Can transferring multiple embryos really increase the chance of pregnancy?

We analyzed 191 cases of IVF patients using their own eggs and 65 cases of IVF patients using donor eggs from 2016 to July 2017. As you can see, the pregnancy rate does not vary significantly based on the number of embryos transferred. However, the risk of multiples is significantly higher for those women who used donor eggs AND transferred two embryos (47.4% vs. 64.9%).

 

IVF Patients Who Used Their Own Eggs & Are Under 38 Years Old IVF Patients Who Used Donor Eggs                      
# embryos transferred 1 embryo 2 embryos 1 embryo 2 embryos
# of transfer cycles 72 119 18 47
% pregnant 72.2% 75.6% 72.2% 78.7%
% fetal heart beat 88.5% 86.7% 100% 97.3%
% multi heart beat 0 47.4% 0 64.9%

 

ASRM (American Society for Reproductive Medicine) and SART (Society for Assisted Reproductive Technology) strongly recommend single embryo transfer for PGS cases and for women under the age of 38 (Table 1).

 

 

Increased complications in a multiple pregnancy

Infants born in multiple births are more often born early (preterm), are smaller (low birth weight), and experience more adverse health outcomes than singleton infants. SET (single embryo transfer) helps women avoid several risks to their own health that are associated with carrying multiples. It also helps families achieve success while preventing some risks known to be associated with giving birth to twins or what is called “high order multiple births” (three or more children born at the same time).

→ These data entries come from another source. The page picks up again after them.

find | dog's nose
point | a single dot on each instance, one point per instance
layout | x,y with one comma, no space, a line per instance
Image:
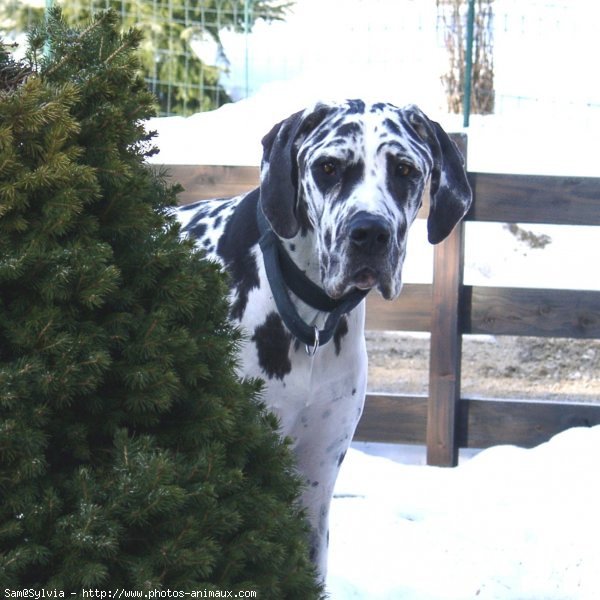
369,233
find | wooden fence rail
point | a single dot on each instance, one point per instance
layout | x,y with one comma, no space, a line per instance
443,420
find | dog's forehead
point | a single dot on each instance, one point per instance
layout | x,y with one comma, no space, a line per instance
365,128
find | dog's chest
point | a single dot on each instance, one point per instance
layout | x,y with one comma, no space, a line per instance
304,391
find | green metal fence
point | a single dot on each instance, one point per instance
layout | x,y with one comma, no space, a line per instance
182,53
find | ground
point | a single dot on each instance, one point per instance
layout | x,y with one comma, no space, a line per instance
494,367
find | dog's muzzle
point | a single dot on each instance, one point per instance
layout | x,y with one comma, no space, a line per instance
370,237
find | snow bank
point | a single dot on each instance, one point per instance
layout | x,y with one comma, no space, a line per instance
510,524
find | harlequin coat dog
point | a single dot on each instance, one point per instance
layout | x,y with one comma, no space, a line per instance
340,186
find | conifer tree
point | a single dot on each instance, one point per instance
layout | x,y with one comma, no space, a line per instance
131,457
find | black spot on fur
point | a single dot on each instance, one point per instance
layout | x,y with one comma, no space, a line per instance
379,106
355,107
196,227
392,127
348,130
273,345
340,331
353,175
240,234
219,208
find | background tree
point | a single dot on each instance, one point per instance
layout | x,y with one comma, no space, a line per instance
181,81
131,457
452,15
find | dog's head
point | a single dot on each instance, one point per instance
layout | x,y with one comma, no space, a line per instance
353,175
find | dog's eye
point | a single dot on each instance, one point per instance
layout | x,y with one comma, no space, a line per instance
328,167
404,169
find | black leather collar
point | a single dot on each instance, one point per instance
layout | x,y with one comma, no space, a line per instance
284,274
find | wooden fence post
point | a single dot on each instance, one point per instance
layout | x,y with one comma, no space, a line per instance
446,344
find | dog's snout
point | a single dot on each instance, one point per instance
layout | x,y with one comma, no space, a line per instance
369,233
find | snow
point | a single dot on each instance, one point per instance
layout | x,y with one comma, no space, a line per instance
508,524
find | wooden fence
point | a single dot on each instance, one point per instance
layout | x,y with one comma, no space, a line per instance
449,309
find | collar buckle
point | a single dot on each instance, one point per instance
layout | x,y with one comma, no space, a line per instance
312,351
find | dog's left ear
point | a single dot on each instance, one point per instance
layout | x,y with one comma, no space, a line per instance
279,169
451,194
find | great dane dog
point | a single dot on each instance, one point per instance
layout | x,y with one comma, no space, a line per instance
340,185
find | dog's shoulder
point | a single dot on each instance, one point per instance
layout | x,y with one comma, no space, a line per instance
226,230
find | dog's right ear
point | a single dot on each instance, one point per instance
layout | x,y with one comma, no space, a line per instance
279,169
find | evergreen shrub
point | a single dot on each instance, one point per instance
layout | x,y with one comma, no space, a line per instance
131,456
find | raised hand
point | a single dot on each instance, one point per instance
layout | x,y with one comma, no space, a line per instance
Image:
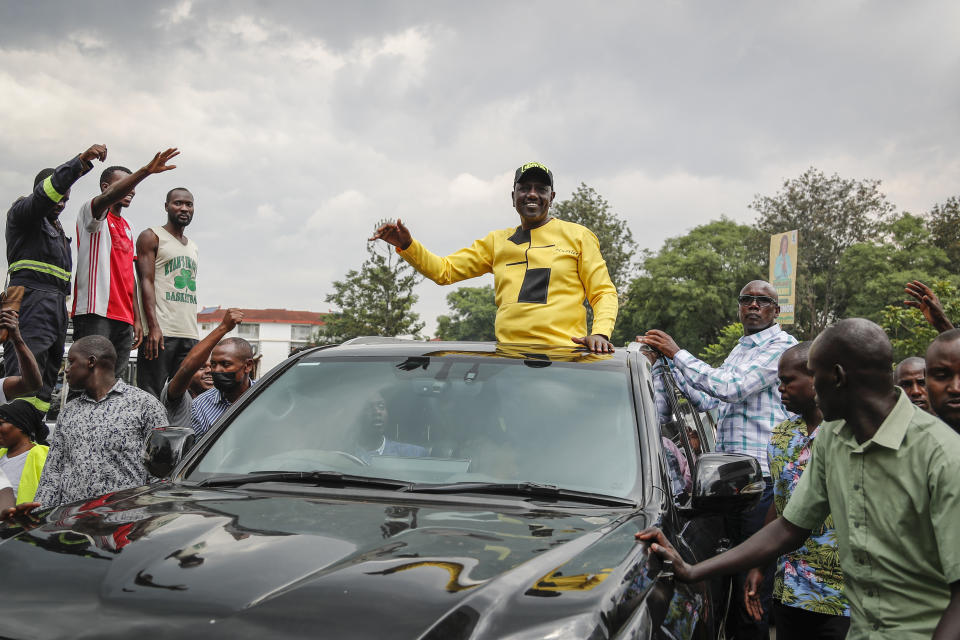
929,304
96,151
595,342
662,547
393,233
232,318
751,594
159,162
660,341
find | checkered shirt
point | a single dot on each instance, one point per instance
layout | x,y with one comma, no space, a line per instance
743,388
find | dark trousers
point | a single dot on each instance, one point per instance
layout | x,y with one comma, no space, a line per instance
43,325
119,333
794,623
741,526
153,374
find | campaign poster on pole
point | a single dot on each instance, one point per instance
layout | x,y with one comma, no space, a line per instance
783,272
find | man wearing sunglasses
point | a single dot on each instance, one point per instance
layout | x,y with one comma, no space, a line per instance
744,391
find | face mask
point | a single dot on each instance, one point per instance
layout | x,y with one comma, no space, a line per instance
225,381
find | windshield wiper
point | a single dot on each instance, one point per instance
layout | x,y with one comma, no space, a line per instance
534,489
303,477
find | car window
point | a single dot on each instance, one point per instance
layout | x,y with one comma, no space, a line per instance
681,433
440,420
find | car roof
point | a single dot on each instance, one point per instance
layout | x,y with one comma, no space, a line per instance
399,347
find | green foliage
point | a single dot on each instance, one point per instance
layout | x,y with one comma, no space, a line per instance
871,275
943,221
473,312
714,354
832,214
907,329
588,208
377,300
689,288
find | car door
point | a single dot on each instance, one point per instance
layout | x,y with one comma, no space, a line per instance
684,437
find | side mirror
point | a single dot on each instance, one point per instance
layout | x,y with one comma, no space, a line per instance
727,482
165,448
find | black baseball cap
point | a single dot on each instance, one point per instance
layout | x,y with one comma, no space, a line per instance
536,167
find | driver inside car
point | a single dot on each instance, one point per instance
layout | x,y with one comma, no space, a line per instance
372,438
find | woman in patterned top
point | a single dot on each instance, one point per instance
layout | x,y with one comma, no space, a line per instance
808,586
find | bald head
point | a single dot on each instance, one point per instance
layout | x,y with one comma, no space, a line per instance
911,376
851,363
756,287
943,377
97,347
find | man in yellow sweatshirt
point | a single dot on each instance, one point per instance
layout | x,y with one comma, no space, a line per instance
543,270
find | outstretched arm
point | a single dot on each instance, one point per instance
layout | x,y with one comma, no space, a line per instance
600,293
763,547
119,189
727,383
53,189
180,381
929,304
469,262
147,244
29,379
751,588
393,233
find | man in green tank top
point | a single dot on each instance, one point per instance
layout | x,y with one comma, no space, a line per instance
167,266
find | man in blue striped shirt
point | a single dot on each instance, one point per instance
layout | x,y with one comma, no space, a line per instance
744,391
231,364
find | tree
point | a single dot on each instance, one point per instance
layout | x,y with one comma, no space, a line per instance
376,300
943,221
588,208
689,288
474,311
832,214
908,330
871,275
714,354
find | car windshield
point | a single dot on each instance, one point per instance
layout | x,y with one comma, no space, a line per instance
440,420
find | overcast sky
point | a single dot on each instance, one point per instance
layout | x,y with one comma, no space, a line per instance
303,123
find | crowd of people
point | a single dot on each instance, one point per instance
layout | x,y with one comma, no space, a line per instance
854,529
126,295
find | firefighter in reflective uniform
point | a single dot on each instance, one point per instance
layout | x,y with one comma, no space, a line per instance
39,259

There is consensus among experts that the desired outcome of ART (assisted reproductive technology) is a healthy singleton infant.

 

Singleton Twin Triplet
Ave. month at birth 9 month 8 month 7 month
% Very premature (<7 month) 1.7% 14% 41%
Ave. birth weight 7.4 lbs 5.2 lbs 3.8 lbs
% Severe handicap 1.9% 3.4% 5.7%
% Infant mortality 1.1% 6.6% 19%

 

https://www.cdc.gov/reproductivehealth/MaternalInfantHealth/PregComplications.htm

 

How to select one embryo for transfer?

The selection of the best embryo for transfer relies on morphological evaluation with extended culture until day 5 or 6. In addition, PGS (preimplantation genetic screening) helps to select a chromosomally normal embryo (visit previous Blog about PGS).

 

Carolina Conceptions has a very well established frozen embryo transfer system. There is no difference of pregnancy rate between fresh and frozen embryo transfer in Carolina Conceptions. It is better idea to save your excess embryos for another pregnancy. Our goal is to have a healthy child, not just to be pregnant.